You know when you wake up on a Monday morning and it's raining and you arrive at work soaking and your boss is being kind of a jerk and you need to go uptown for a meeting and when you get there you find out that it was cancelled earlier but nobody bothered to tell you and the guy you were hoping would call hasn't called and the job you've been waiting to hear from hasn't gotten back to you and come to think of it you can't even get your best friend to call you back and you have a random patch of eczema on your cheek and you have -$3.00 in your checking account and you don't get paid until Friday so you can't afford wine and when you get home from work there's a a brochure from St. Michael's Cemetery advertising burial plots addressed to you in your mailbox?

Yeah, me neither.

9/17/10

but HOW?!?!?!

Someone sent an email to my work address today and this was their email signature.


xxxxxxxx, Distinguished Toastmaster
THERE IS NO IMPOSSIBILITY

There are 225,000+ Toastmaster members throughout the world and less than 1% receive  the Distinguished Toastmaster Award.  I recently  earned that award and you may ask HOW?  It was simple - I applied the five principles of success and it was a done deal.


Huh.  That does sound simple.  

Yesterday I spent four hundred bucks I don't have registering for another sketch comedy writing class at Upright Citizens Brigade.  I justified this expense by telling myself I need an outlet for my weirdness so I don't spend all day fantasizing that my coworkers are secretly vampires.  They're starting to get suspicious.

I tried to make a list of ways to make some extra cash, and this what I came up with:

  • Open an etsy store for my handmade dolls, recycled from discarded cigarette butts and wine corks. 
  • Start a gambling ring for my bar bocce league.  It's probably pretty easy to break hipsters' kneecaps, plus I wouldn't mind getting paid in Hoegaarden. 
  • Befriend an elderly eccentric and let nature do the rest.
  • Launch my sure-to-go-viral website, nicholascageonfire.com.  It's 100% pictures of Nicholas Cage on fire! I'll probably still talk to you when I'm famous.
  • Go on a game show where all the answers are either about Anne of Green Gables or the lyrics to Coolio's "Gangster's Paradise," my only two areas of expertise.

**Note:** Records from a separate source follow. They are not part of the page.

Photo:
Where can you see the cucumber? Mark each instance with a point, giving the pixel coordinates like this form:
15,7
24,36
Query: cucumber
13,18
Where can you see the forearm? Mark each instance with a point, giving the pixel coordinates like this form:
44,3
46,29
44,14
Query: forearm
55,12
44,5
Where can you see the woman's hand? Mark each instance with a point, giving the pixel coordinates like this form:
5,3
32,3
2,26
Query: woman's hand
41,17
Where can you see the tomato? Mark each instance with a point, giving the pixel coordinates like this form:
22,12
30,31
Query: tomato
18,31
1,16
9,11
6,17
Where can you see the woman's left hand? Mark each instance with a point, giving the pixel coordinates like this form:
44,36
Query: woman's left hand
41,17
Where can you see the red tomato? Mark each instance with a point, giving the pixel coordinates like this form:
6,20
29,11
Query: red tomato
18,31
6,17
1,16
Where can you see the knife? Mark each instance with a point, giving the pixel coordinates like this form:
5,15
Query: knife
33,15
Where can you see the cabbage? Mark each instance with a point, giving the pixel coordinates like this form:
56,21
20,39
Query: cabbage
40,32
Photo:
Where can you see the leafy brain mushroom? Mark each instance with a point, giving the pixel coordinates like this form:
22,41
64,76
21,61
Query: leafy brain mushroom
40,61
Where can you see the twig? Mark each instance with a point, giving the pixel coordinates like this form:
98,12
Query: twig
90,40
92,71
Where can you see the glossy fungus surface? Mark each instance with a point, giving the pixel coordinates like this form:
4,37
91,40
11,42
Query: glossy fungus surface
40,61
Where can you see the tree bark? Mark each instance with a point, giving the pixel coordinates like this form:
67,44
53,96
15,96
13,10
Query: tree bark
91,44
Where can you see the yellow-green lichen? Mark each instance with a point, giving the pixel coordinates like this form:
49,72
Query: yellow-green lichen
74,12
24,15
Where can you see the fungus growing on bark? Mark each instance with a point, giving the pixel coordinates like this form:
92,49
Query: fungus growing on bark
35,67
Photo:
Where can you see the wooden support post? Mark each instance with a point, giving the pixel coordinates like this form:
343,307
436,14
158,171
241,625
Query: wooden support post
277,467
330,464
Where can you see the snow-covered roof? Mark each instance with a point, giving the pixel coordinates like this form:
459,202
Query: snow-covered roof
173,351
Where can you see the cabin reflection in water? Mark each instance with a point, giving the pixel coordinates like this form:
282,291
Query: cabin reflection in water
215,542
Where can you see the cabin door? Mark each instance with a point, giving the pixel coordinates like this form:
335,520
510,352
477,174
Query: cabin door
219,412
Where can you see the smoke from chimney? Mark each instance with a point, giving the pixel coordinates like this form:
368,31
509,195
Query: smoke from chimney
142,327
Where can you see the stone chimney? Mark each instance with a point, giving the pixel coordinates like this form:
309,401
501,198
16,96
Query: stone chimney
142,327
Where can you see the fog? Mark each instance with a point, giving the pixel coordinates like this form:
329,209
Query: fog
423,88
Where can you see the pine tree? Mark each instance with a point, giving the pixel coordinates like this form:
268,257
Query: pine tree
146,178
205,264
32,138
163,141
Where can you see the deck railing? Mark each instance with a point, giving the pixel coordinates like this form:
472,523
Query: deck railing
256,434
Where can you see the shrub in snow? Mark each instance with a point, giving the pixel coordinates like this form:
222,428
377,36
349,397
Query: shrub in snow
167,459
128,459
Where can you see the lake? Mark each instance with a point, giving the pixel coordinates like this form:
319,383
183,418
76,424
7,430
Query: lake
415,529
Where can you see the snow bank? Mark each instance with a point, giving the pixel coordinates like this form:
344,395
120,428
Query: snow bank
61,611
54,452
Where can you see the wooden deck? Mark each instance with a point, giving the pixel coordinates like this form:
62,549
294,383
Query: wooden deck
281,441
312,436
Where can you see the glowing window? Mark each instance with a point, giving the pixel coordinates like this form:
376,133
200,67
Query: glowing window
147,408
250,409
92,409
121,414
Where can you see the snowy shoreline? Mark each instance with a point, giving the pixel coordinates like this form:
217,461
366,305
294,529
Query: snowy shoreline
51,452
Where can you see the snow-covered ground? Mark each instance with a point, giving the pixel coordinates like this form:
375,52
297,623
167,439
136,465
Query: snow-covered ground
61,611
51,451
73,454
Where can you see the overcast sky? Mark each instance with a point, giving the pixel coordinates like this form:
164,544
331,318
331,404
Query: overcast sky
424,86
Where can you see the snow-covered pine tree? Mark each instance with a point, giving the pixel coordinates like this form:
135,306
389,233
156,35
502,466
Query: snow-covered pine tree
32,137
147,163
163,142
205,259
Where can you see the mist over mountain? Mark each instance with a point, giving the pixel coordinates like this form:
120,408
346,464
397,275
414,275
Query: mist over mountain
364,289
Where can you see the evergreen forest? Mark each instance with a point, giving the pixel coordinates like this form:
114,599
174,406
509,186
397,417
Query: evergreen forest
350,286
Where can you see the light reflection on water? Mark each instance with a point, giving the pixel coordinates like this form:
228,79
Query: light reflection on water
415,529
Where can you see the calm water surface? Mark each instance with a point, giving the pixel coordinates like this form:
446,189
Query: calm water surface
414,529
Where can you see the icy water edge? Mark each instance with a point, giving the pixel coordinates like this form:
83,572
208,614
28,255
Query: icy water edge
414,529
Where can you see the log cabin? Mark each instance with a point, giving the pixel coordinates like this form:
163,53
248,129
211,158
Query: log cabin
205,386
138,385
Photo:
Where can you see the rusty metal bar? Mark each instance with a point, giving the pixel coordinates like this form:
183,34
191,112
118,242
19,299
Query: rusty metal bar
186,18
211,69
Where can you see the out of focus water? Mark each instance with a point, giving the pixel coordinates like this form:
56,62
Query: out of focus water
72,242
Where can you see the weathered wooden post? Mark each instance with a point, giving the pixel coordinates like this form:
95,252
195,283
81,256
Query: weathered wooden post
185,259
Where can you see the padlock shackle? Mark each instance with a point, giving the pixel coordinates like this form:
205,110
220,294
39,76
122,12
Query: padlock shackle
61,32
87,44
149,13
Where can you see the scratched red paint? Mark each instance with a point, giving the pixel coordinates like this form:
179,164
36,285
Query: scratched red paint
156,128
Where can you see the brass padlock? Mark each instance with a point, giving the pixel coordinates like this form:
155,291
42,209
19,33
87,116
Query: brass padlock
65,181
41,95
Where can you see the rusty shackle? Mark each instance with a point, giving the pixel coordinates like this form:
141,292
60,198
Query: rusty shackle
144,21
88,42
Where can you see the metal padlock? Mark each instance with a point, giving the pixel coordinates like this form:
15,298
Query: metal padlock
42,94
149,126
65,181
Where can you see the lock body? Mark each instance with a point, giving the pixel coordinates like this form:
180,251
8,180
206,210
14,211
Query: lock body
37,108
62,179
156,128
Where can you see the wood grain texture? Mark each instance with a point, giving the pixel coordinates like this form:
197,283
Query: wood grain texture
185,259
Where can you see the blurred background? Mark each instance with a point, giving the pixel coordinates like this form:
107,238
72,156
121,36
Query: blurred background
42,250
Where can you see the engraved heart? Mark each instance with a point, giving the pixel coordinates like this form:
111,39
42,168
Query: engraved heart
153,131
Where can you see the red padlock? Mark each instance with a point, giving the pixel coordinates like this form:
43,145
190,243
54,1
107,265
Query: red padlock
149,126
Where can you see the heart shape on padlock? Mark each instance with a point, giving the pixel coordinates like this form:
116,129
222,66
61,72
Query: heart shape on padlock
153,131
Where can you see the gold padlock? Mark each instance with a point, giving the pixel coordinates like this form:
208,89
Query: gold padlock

Might need to bone Howie Mandel first.  
  • Sell my Howie Mandel sex scandal story to the tabloids.  Look for my salacious tell-all, Mandel Handling, in bookstores next fall.
I am beginning to regret learning everything I know about financial planning from Zach's scheming on Saved by the Bell.

Wait never mind, I don't regret that at all.


media credit: Gawker




A Chinese lingerie company made this ridiculous ad  to honor Princess Diana on the 14th(?!) anniversary of her death. In case you can't read the caption, they want us to "Feel the Romance of British Royalty."  Because British royals are synonymous with romance, obviously.  Tweedy, toothy, clammy romance.

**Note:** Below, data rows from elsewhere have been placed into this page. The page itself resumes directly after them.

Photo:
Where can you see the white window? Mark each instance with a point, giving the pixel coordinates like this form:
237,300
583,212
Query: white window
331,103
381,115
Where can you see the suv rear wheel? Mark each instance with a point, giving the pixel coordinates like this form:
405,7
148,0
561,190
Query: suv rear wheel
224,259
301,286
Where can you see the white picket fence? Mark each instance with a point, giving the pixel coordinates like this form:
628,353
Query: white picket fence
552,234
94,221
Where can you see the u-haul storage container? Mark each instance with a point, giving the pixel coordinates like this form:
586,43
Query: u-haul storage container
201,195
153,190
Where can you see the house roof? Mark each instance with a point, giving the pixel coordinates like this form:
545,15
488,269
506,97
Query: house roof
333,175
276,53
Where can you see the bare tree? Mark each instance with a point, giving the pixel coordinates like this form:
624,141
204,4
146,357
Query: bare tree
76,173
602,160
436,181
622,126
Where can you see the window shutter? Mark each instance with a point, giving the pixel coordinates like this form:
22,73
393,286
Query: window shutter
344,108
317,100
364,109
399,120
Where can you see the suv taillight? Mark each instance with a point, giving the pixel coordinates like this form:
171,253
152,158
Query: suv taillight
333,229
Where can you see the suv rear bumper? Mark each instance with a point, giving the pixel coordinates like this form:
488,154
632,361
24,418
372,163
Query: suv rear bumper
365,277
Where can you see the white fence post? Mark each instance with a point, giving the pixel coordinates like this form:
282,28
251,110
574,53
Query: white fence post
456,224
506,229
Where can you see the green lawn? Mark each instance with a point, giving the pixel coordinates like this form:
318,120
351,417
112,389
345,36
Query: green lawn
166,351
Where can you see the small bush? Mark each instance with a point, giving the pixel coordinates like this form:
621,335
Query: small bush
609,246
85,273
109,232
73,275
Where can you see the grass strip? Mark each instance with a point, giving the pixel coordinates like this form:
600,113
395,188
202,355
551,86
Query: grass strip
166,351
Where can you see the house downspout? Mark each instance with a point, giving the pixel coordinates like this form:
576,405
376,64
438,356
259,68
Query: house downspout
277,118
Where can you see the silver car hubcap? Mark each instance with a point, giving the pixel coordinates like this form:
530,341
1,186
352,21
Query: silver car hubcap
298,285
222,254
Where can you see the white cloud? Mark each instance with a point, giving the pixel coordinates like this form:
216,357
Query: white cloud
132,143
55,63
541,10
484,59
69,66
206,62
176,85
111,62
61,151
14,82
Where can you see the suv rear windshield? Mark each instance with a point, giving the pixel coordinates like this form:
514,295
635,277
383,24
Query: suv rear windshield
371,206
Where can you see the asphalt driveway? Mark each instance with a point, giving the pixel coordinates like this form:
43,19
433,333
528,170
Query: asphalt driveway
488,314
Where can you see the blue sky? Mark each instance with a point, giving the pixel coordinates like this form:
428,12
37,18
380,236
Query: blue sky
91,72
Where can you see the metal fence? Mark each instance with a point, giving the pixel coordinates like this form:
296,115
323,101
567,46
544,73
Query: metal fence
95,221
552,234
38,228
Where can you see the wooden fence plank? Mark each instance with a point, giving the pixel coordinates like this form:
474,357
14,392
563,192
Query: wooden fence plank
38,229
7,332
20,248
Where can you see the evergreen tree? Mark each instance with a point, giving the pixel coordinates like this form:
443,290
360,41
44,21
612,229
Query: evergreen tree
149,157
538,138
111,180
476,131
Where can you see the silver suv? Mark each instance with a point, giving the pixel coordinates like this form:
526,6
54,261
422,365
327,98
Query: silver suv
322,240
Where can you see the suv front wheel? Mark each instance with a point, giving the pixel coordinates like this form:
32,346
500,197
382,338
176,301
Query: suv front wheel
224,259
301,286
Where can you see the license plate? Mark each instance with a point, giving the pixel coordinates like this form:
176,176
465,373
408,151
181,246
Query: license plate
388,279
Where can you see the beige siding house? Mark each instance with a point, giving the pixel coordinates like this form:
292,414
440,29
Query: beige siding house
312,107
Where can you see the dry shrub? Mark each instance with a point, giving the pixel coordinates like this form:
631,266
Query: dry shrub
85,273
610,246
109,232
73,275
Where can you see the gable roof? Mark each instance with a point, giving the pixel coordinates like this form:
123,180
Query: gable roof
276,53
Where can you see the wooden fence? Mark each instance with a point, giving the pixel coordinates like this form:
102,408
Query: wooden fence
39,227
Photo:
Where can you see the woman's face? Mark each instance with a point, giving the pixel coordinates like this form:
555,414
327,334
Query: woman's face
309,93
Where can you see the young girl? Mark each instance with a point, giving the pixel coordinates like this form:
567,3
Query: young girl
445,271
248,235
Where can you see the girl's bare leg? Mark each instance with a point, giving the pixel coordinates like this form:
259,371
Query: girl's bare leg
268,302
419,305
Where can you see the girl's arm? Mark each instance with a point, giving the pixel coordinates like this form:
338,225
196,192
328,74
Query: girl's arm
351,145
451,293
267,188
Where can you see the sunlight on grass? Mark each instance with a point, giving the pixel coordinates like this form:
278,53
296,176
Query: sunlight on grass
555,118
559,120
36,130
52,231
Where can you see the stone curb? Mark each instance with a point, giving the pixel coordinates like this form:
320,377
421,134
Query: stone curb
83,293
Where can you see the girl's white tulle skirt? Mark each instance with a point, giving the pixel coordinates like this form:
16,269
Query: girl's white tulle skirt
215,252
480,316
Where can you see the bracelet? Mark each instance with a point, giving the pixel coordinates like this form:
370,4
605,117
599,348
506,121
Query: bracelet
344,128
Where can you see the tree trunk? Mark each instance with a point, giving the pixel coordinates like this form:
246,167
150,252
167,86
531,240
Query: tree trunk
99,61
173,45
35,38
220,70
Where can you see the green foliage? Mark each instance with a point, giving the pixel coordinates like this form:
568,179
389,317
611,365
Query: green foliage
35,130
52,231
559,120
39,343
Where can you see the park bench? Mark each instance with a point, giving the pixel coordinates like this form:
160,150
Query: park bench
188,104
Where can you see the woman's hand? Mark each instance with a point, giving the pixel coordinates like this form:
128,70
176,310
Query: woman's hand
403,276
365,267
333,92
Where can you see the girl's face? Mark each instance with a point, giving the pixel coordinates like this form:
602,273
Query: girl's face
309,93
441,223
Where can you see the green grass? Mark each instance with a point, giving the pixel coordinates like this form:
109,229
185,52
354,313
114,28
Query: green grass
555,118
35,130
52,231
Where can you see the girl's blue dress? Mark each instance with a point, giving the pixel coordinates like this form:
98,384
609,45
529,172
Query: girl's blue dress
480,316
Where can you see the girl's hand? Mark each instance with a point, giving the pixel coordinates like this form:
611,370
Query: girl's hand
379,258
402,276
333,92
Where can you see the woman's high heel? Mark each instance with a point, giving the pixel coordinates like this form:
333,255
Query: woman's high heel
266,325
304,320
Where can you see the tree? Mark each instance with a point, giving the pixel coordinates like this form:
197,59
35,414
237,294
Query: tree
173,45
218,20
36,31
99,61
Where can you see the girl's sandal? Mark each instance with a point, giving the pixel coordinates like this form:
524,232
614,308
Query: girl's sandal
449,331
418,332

Apparently some British people are really offended by this, but I think this is possibly the greatest thing I have ever seen.  The cello, the tiara, the random, beaming child in what looks like half a jujitsu uniform: it's surrealist magic.  In fact, I want to see more ads featuring British royals in absurdist, vaguely kinky scenarios.  Like Prince Charles playing croquet wearing only nipple tassles and jodhpurs, or the Queen Mother arranging flowers in a corset while a mime watches. 


Make it happen, China.

Sorry about the prolonged absence, reader(s).  I spent August in a boozy vacation haze.  It involved my friend's wedding in Barbados and trips to Rhode Island and Boston.  I managed to spend a week in the tropics without developing any kind of sunburn on my pasty Irish skin by frequently applying sunblock made specially for albinos.  Then this weekend I got an ugly, mottled burn by spending an hour in the Boston sun.

 This August I rarely worked, often partied, and ignored my body's need for sleep.  As I result, I developed a dependency on 5-hr energy shots and wine.  This is a lifestyle choice I recommend if you think you'd like to have a series of small strokes for 4.5 hours and then pass out in a Denny's.

I have $11 in checking and what is presumably a raging case of scurvy.

I am looking forward to a fall of monk-like abstinence and contemplation.  I will make sure to blog about my epic failures in that regard.